Tensorflow pairwise custom loss for mutual information

I'm learning how to use tensorflow and have run into a problem in implementing a custom loss function. Specifically, I'm trying to compute the average mutual information between all pairs of variables (the idea being to determine what predictions for one class are tightly correlated with another).

For example, if I have an array

# In simple case, 2 entries of data showing predictions for non-exclusive
# properties A, B, C, and D in that order.
data = np.array([[0.99, 0.05, 0.85, 0.2], [0.97, 0.57, 0.88, 0.1]])

I'd like to get back a tensor showing the mutual information between A and B, A and C, A and D, B and A, etc. where A is the 1st element of each row vector, B is the 2nd, etc. I would also be ok with just getting the average pairwise mutual information for each variable (e.g. average of MI(A, B), MI(A, C), and MI(A, D))

The way I would do this is by calculating the entropy across rows of every pair of variables and then subtracting off the entropy for each variable alone.

As a starting point, I looked at existing code for computing the covariance of two variables:

def tf_cov(x):
    mean_x = tf.reduce_mean(x, axis=0, keepdims=True)
    mx = tf.matmul(tf.transpose(mean_x), mean_x)
    vx = tf.matmul(tf.transpose(x), x)/tf.cast(tf.shape(x)[0], tf.float32)
    cov_xx = vx - mx
    return cov_xx

This is a nice example of how to get pair-wise statistics, but it doesn't get me quite the metrics I want.

I'm able to compute the entropy for a single variable as well:

def tf_entropy(prob_a):
    # Calculates the entropy along each column
    col_entropy = tf.reduce_sum(prob_a * tf.log(prob_a), axis=0)

    return col_entropy

Does anyone know of a good way to compute the pairwise entropies?
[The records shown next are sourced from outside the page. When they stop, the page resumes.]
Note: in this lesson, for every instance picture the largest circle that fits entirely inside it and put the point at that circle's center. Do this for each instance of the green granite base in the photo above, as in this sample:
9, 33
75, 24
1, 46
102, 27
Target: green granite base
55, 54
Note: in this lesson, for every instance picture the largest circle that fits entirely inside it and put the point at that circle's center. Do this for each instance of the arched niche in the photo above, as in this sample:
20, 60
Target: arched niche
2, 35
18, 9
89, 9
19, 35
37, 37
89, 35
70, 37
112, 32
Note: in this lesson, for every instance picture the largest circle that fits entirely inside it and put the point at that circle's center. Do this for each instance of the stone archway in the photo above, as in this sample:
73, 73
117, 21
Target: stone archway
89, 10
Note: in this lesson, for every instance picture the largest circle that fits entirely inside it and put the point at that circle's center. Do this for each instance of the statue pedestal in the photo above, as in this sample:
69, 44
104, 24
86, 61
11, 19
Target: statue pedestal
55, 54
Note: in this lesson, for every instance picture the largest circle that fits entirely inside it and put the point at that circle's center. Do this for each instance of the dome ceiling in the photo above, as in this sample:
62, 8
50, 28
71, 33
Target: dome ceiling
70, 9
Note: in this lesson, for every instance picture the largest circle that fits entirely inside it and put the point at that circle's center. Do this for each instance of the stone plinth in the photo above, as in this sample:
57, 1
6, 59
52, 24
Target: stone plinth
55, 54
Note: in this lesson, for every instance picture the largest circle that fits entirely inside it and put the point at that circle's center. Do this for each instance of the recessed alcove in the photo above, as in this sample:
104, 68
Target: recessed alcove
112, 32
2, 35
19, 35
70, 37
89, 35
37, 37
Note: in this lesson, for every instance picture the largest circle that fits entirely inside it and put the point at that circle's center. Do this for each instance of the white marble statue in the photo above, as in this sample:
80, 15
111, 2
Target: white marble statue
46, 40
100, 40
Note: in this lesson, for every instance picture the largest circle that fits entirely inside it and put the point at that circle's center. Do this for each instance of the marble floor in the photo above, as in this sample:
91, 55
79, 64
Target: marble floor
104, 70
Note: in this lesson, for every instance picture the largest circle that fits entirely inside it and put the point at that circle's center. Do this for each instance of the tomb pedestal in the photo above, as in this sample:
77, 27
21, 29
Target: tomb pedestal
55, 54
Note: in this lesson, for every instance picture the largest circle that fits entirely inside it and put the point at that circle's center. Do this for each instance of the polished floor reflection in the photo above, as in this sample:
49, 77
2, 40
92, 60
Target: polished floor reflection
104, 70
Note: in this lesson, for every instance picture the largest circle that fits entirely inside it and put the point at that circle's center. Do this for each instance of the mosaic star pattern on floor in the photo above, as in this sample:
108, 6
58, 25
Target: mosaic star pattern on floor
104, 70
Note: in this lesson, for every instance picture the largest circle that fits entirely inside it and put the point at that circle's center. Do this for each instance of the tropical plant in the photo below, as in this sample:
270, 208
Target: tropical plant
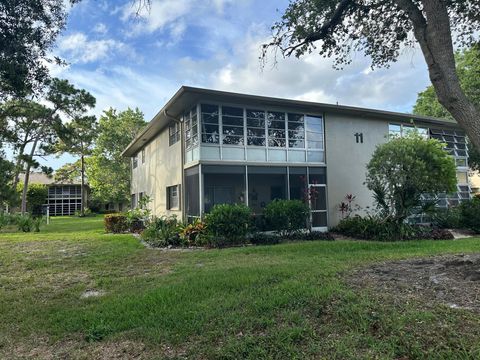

I imagine it will look a lot like matmul, but instead of summing the element-wise products, I would compute the entropy. Of course, if you know of existing tensorflow functions that already do what I want, that would be great. I've been reading up on various entropy-related functions, but they never seem to be quite what I want.

Solution

If you want to calculate the Mutual information between say X and Y, it depends on the underlying assumptions you can make. If you have very high dimensional data and complicated distributions, I suggest binning, which is non parametric. Also there are some more sopisticated methods that I am using. See here, here and here.

The first two don't really scale well and the last one involves some hyperparameter tuning that can get your numbers totally off (or I am doing smth. wrong), but scales relatively well.